Friday, August 30, 2019

Sarah McBride's heartbreaking memoir: Tomorrow Will Be Different (Book Review)

Sarah McBride
I was only aware of Sarah McBride in a cursory way before reading her memoir, "Tomorrow Will Be Different." I knew she was a strong advocate for transgender issues but that was about all. I simply had no idea just how intense, dynamic, loving, and devastating her young adulthood has been, just how many years she has lived in such a short amount of time. I also had no idea that this book, while certainly about many issues of importance to the transgender community, wasn't really a book about transitioning at all. Whatever it is about, you need to read this book. I don't say that lightly. I've never cried more when reading a book than I did during this one.

Note: As is my policy when reviewing memoirs and similarly personal accounts of a person's life, I will not do a traditional review with a numeric score nor a standard critique of the content as I would for fiction. How could I, or any one else, judge another person's life story? I want to honor the author's lived reality and so my review is only intended to highlight how I responded to their story. On to the review.

In some ways, I hesitate even to try and write about this book because I simply cannot do justice to it, or the events and people within. But if nothing else, I want to lend this space to the promotion of this book in the hopes that it will reach a wider audience. I don't normally read memoirs. In fact, the only ones I have ever rad are about transgender women as part of working through my own journey. I picked this up, thinking it would be about Sarah's transition, and while the book touched on that briefly a few times, it ended up being about so much more and being so moving and affecting in different but deeply intimate ways.

We meet Sarah as she is finishing up her undergraduate work at American University and just as she comes out as transgender to her parents and the school community. Her perspective on coming out is informed by the unique place her school has in American democracy (with its programs readying our next generation of diplomats and government officials) as well as her role as their student council president, a highly influential position at this school. Much of this book is about her early forays in politics and the process of enacting civil rights legislation for transgender people. It was fascinating, scary, and ultimately hopeful.

After coming out, Sarah leads the charge in her home state of Deleware, and on behalf of two advocacy groups, to enact marriage equality and transgender non-discrimination bills in the state. The lobbying, the vote counting, the speeches, are all recounted in vivid and exciting detail. This is a page-turner - think of it as the transgender West Wing! She is on the front lines of a state fight, at all of twenty two years old or something. She captures her youth, naivete, sincerity, and determination through each phase of the political battle through clear and evocative writing.

At the same time, she and a man are falling in love and building a life together. He happens to be a transgender man also working on LGBTQ rights, specifically transgender access to health care. His work leads to the passage or key portions in the Affordable Care Act that provide for non-discrimination in health care and that are now embedded into in the policies of many insurance companies. They are a dynamic team and the insight into the political world of LGBTQ lives is richly told.

And then...because you could feel it in the writing from the very beginning...a melancholy undercurrent in Sarah's prose...and ultimately in some of the verb tenses she chose to use at times...something bad was about to happen. Her boyfriend, the man who would become her husband, gets very very sick with a very very bad type of cancer, still in his mid twenties, while she is only twenty three or so.

What should be only the start of an incredible life together, places Sarah, as a young woman barely out of college, into the role of nurse and doctor and care aid as he gets sicker and sicker through treatment. Her description of her love, commitment, and care during his treatment highlights a capacity to love that is extraordinary. In fact, the final third of this memoir is not much about transgender issues, although they are there in the fears the couple faces meeting new doctors in new hospitals and worrying whether his care will suffer due to being trans. But mostly, the final third of this memoir is about the two of them, about who Sarah becomes, against her own will, as the girlfriend and wife of someone so sick when she herself is so very young. She is forced to grow up quickly while only in the first blushes of what should be a long and happy life together.

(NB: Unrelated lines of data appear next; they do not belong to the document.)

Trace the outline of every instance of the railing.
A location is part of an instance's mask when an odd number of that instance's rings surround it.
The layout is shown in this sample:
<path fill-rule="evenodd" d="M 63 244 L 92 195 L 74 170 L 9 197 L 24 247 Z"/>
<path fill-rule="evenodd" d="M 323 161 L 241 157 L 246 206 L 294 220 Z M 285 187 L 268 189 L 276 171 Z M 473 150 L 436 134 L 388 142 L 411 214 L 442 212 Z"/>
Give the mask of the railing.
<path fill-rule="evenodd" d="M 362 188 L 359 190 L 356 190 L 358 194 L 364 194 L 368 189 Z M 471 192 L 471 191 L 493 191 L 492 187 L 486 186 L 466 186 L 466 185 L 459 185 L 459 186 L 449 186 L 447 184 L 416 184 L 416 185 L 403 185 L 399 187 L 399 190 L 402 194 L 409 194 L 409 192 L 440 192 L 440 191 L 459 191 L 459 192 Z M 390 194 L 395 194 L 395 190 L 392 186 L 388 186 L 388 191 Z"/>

I won't spoil the rest, but it is tender, and loving, and heartbreaking, and moving, and so well written. She is a magnificent person, doing magnificent work, and leading an extraordinary life in the face of harrowing personal tragedy. Please, please, do yourself a favor and read this book. It isn't a book about a transgender person's transition. It is, a book about a transgender person living. Too often, myself certainly included, we view transition as the critical aspect of a transgender person's life. What Sarah McBride's memoir, "Tomorrow Will Be Different," reminds us, is that the reason for transitioning is that there is so much more living to keep doing afterwards.